Federation targets opening JCC early childhood & camp with state mandates in place June 8
By Marshall Weiss, The Observer
The Jewish Federation has set a target date of June 8 to open its JCC early childhood program and JCC summer camp, allowing staff the time to put in place all mandatory and best practices of the Ohio Department of Health’s Responsible Restart Ohio plan and Stay Safe Ohio order connected to the Covid-19 pandemic.
JCC Early Childhood Care & Education will resume its operations at the Boonshoft Center for Jewish Culture and Education in Centerville; JCC Camp Shalom will be held this summer at Temple Beth Or in Washington Township instead of at the CJCE campus.
Moving the camp will allow more children to attend amid the state’s social distancing requirements, Cathy Gardner, CEO of the Jewish Federation, said.
“Although we’re allowed to open June 1 for preschool and summer camp, an extra week to open them gives us a more reasonable amount of time to put in place all these new protocols and the required training to operate camp at a different site.”
Ohio Department of Health’s requirements for child care providers indicate there should be no more than six infants or toddlers in a classroom, with one teacher to no more than six children, and a maximum of nine older children in a class, with one teacher to no more than nine.
For youth day camps, the requirement is no more than nine children in a room, and one day camp staff member per nine school-age children.
The Federation will assign two teachers to each early childhood classroom, and two camp staff members to each room of campers.
Gardner said the camp’s move to Temple Beth Or will enable it to accommodate approximately 50 to 60 children over the summer, slightly down from the 60 to 70 children enrolled in the camp over each of the past few summers.
“If we were to have camp at the CJCE, we could only have 27 kids because we only have three separate rooms,” she said. “Temple Beth Or is unused over the summer. I called Rabbi Judy Chessin and she and her leadership were graciously enthusiastic about it.

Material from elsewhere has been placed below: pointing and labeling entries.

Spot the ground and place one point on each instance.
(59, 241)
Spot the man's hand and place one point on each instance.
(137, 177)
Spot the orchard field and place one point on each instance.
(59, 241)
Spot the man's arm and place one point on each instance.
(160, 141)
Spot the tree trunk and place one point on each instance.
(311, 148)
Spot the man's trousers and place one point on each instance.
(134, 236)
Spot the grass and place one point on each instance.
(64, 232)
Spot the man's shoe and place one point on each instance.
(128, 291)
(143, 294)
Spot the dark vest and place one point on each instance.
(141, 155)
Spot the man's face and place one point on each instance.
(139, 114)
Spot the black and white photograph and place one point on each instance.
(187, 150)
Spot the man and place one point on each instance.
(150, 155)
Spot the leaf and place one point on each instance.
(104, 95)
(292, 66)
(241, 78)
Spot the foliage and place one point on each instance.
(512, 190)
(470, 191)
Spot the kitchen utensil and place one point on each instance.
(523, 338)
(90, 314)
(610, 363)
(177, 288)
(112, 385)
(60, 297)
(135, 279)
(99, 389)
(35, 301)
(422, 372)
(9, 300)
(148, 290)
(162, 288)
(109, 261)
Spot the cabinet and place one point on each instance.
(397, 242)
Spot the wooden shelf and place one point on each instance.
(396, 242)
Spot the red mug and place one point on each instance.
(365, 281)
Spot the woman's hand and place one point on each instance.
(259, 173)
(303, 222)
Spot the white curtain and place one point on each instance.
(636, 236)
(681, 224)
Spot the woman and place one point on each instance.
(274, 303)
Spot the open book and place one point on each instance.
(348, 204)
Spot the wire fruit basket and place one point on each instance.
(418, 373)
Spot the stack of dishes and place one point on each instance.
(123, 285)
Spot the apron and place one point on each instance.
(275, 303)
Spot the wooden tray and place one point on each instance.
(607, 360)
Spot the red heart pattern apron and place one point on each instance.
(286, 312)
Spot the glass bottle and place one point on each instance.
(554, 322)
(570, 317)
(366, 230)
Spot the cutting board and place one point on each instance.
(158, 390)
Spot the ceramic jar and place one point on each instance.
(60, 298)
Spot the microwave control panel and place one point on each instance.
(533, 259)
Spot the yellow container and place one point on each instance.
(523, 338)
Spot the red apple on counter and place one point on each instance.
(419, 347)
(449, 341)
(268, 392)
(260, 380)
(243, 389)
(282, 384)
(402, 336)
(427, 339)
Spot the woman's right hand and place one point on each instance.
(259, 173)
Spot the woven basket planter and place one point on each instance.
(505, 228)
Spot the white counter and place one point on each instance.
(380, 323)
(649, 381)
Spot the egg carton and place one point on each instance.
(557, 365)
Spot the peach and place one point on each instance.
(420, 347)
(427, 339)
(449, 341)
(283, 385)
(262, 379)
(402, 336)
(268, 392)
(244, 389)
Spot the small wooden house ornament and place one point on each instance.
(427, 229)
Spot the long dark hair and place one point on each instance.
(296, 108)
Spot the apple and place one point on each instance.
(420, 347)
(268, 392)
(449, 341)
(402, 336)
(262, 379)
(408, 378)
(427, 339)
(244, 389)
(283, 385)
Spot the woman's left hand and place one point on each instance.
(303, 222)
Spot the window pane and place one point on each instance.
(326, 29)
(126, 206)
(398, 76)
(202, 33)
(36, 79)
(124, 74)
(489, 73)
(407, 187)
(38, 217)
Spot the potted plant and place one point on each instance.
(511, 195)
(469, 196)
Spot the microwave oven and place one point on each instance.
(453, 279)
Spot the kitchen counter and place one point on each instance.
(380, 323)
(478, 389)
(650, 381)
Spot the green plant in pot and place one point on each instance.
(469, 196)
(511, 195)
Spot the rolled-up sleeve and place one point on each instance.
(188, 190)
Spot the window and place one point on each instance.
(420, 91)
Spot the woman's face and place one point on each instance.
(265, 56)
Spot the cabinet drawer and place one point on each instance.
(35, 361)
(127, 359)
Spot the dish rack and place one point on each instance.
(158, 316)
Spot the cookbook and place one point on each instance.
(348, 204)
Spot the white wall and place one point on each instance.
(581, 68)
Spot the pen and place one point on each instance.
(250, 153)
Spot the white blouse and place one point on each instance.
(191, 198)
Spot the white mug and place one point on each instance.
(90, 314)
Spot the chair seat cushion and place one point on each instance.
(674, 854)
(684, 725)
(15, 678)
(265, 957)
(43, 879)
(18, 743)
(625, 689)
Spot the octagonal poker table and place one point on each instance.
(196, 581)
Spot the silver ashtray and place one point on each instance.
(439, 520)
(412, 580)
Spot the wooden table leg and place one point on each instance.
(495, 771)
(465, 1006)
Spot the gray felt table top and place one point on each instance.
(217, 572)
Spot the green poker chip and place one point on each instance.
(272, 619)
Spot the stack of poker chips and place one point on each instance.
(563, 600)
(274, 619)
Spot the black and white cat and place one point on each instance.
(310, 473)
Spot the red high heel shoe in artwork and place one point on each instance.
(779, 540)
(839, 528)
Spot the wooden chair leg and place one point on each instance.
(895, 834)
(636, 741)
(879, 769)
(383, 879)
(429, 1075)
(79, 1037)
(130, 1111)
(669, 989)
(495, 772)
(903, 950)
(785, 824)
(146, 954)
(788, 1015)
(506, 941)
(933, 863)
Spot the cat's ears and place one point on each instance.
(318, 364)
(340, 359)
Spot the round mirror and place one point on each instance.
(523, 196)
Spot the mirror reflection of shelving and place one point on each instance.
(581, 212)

They have a playground, lots of classrooms, two separate areas for indoor activities, a lounge upstairs, a kitchen we can make kosher, gaga pits, basketball hoops. It allows for much better controlled social distancing and it’s close to our location.”
Federation can’t set a daily class schedule for early childhood until it determines how many children will be registered.
“We anticipate the number of parents who want their children in preschool will be less than what we had previously,” she said. “If not, we’ll have to alternate groups at different times.”
Ahead of Ohio’s preschool closures, the Federation closed the JCC’s early childhood program March 17. At the time, 105 children were in the program.
The Federation has established a reentry task force to look at all elements of resuming its operations, including human resources, finances, fundraising, communications, security, and its facility.
The Federation task force includes legal, human resources, and medical professionals.
Along with Ohio’s requirements and best practices guidelines, the task force is relying on detailed reopening guidelines from Secure Community Network, the national security initiative of Jewish Federations of North America and the Conference of Presidents of Major American Jewish Organizations.
“We met with our Jewish Community Security Committee, and Federation’s operations director, Roger Apple, will coordinate the purchase of masks, gloves, and hand sanitizer,” Gardner added. “We’ll buy it in bulk and that way, we can help all of the Jewish organizations in the community.”
Regarding the rest of Jewish Federation’s employees across its agencies and departments, Gardner said they can choose to work from home.
“There’s no reason to bring everybody back into the building if they can work from home,” she said. “Most of us don’t have to be in the building right now. To ensure maximum social distancing, this will make it safer.”